We were both invited to this party: A dinner for all of us there to celebrate the miracle of being alive. Instead, Fiona decided to show the colors that she is currently wearing. Not her true colors but those that show up when darkness rules the psyche and light still is a minuscule dot invisible to the human eye. My beloved friend is an alcoholic and her addiction is not allowing her to see beyond addiction itself. Einstein’s quote stating that no problem can be solved from the same level of consciousness that has created it comes to mind as I’m writing these words.

Before I continue, I must define what an “addiction” means to me. Any habit that we cannot stop is an addiction, simple as that and yet so destructive to humankind. If I could personify the addictions we humans suffer from, I would have to label them as assassins of our dreams and murderers of our hopes.

While I was the observer of Fiona’s behavior at this gathering, I was remembering the existence of the fine line that creates balance and separates the extremes that characterize this dual world that we live in, the line separating good and bad, negative and positive, love and fear, heart and mind, and all the different sets of extremes that are a part of this reality we experience until we die.

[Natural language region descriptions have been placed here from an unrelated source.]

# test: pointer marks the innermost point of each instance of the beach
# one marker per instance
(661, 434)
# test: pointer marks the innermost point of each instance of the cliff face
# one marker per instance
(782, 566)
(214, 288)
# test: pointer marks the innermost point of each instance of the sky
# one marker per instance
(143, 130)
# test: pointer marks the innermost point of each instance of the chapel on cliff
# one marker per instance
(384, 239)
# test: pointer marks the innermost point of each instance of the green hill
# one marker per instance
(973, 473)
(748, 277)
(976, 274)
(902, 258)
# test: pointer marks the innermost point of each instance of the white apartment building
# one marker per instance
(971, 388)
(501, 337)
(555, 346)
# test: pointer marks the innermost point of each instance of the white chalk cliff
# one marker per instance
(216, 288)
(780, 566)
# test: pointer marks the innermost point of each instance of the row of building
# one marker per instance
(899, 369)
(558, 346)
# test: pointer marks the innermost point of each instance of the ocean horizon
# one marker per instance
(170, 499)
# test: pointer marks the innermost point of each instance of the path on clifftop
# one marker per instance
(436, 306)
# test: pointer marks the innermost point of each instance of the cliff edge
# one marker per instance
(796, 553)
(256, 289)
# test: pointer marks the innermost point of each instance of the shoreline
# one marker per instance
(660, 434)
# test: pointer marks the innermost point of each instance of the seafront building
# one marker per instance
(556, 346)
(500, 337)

Evidently, Fiona’s “thin line” disappeared in front of my eyes and all I could see was a woman without any type of self-control or self-love. Someone that has lost balance and is living in only one extreme without even noticing she’s missing the other one. Those around her wanted to help her but instead, she kept asking for more champagne and making a fool of herself.
I wonder how the heart feels when the mind and all its demons, has totally possessed a person that is no longer a being but only an intoxicated body without a clue of the opportunity that it means to be alive.

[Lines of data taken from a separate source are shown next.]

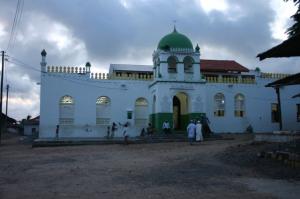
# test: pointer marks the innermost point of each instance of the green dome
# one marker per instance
(174, 40)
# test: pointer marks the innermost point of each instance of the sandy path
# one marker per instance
(164, 170)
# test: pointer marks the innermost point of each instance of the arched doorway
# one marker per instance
(180, 110)
(176, 112)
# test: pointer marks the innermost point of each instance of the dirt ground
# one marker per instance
(162, 170)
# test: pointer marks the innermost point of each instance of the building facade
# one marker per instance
(178, 87)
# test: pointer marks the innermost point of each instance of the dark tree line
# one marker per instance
(295, 28)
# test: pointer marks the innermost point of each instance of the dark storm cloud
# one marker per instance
(111, 32)
(108, 29)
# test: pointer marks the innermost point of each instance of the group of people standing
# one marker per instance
(197, 130)
(114, 127)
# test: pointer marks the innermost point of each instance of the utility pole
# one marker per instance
(7, 89)
(1, 92)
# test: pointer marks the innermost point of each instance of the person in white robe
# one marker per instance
(191, 132)
(199, 136)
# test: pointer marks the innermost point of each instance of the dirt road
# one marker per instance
(163, 170)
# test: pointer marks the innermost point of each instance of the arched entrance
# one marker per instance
(180, 111)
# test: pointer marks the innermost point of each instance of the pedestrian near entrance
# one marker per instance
(199, 137)
(166, 127)
(191, 128)
(150, 130)
(125, 134)
(113, 129)
(108, 132)
(205, 127)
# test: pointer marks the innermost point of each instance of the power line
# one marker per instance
(81, 81)
(16, 22)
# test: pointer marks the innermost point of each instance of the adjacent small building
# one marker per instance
(177, 87)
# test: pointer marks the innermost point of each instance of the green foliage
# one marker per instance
(295, 28)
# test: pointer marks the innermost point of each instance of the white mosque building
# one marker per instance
(179, 86)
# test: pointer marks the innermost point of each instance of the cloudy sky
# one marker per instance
(127, 31)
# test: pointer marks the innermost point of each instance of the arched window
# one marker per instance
(239, 105)
(172, 64)
(219, 100)
(66, 110)
(103, 110)
(141, 112)
(188, 64)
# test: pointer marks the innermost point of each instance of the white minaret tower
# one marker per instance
(43, 62)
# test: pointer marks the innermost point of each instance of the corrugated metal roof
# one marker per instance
(131, 67)
(221, 66)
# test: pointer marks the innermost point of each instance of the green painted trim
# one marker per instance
(168, 81)
(165, 62)
(196, 116)
(157, 120)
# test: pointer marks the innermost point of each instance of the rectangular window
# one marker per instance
(298, 112)
(129, 115)
(219, 113)
(275, 113)
(239, 113)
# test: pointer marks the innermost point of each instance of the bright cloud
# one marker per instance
(210, 5)
(282, 19)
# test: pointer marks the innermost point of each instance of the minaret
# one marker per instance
(88, 67)
(43, 62)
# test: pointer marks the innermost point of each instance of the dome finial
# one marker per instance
(174, 21)
(197, 49)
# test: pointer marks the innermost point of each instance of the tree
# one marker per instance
(295, 28)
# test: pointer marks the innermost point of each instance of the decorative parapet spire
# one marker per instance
(197, 49)
(43, 53)
(43, 62)
(88, 67)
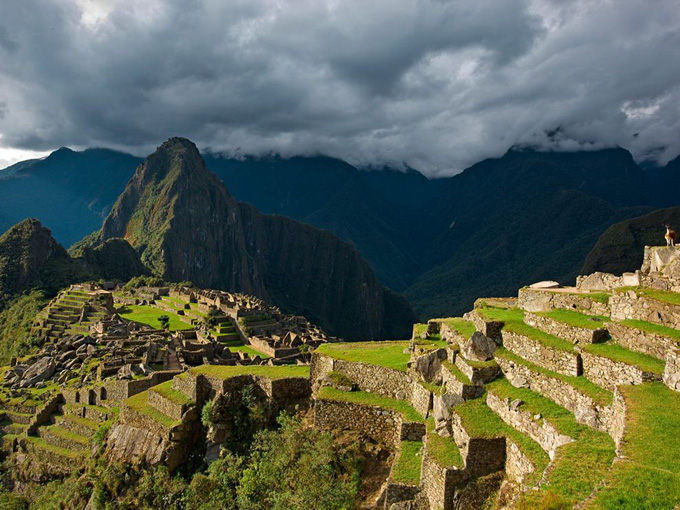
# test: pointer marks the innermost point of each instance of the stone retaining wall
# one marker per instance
(518, 465)
(538, 300)
(585, 410)
(481, 456)
(671, 376)
(381, 425)
(573, 334)
(563, 362)
(641, 341)
(629, 305)
(540, 430)
(438, 484)
(609, 374)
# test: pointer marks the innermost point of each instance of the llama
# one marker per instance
(670, 236)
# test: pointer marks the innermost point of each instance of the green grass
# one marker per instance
(177, 397)
(140, 404)
(514, 323)
(407, 466)
(273, 372)
(371, 399)
(251, 352)
(442, 449)
(578, 466)
(68, 435)
(655, 329)
(456, 372)
(149, 315)
(576, 319)
(385, 354)
(598, 394)
(40, 443)
(650, 477)
(616, 352)
(480, 421)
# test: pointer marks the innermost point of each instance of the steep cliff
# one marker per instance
(186, 226)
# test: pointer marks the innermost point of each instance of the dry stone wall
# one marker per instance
(573, 334)
(671, 375)
(609, 374)
(537, 300)
(540, 430)
(563, 362)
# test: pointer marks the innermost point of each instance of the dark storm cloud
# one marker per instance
(436, 84)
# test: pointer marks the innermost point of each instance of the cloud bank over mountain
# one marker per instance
(435, 84)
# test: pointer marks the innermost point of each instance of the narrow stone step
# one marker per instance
(590, 404)
(575, 327)
(610, 364)
(644, 337)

It would be interesting to know how many of the “accidental” deaths in this world happen while people are in this state of “not being themselves.” There she was sitting in front of me as the candlelight showed me her psychotic eyes filled with nonsense while she was trying to cut the skin of her arm with the table knife and the rest of guests stared in disbelief at the grotesque scene. No one knew if she was laughing or crying, if she was happy or sad. Of course, she was only “playing” with the table knife but then I wondered again: why is it that some of us can’t decide to learn how to love ourselves from within instead of begging for love on the outside in the most absurd ways?

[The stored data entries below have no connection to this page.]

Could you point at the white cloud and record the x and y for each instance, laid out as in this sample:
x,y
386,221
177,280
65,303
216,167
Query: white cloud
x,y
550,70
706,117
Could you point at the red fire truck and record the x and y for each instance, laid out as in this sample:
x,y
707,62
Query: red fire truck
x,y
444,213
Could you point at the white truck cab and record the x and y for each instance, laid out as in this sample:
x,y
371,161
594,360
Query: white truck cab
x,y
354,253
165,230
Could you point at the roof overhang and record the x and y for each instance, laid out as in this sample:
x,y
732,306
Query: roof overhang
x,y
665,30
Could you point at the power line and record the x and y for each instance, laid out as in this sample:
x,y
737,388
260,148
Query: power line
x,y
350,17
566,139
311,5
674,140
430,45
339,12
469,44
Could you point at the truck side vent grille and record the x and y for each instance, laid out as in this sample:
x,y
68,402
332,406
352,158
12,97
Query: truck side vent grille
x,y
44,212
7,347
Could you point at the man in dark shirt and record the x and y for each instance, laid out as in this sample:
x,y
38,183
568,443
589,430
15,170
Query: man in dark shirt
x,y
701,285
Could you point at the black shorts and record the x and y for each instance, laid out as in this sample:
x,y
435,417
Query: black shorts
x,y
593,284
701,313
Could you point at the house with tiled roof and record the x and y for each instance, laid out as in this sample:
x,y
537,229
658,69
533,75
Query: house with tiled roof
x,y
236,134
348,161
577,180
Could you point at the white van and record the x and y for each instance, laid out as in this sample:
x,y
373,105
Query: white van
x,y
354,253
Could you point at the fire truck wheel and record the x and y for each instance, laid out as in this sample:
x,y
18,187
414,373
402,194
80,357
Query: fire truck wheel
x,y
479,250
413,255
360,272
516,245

The party was soon over. My heart left empty and with a feeling that it hadn’t been a night to celebrate but instead, a night to remember my recent past. Yes, I understand Fiona and all those who are lost in this world. Once I was lost too, once I was an addict too and I couldn’t see any possibility of change. I know what it feels to be there and I also know that there is always a way out.

My message today is for those individuals who accept they have an addiction. If you know one please share this article. It is crucial to understand that chemical substances, drugs, food, people, behaviors, feelings, thoughts or beliefs are NOT the ones responsible for our current circumstances. The time has come to recognize that it is us creating all that is happening in our reality. Therefore, it is us and only us the ones that can say “enough is enough” and start healing ourselves with the first step: Letting go of victimhood and taking responsibility for our lives. There is nothing “outside” for us to keep on blaming, there is everything “inside” of us waiting to teach us how to forgive and love the amazing beings that we already are.

I love you dearly Fiona. As someone who was once drowning in the darkest ocean of the most addictive currents and swirls, my heart’s suggestion to yours is to ask for help. No one is alive to die without achieving their purpose. It is so important to accept that we’re never alone and that we can always find the help that we need. What is the secret? We must ask for it so that it is given!

To all the “Fionas” out there (men and women), my love goes to you as well, please don’t let the mind keep ruling the game and allow the heart to show you that it is fine to become vulnerable so that true empowerment comes back to your life. We have been born empowered; once we leave our addictions we are able to feel the power again and finally meet our true Self.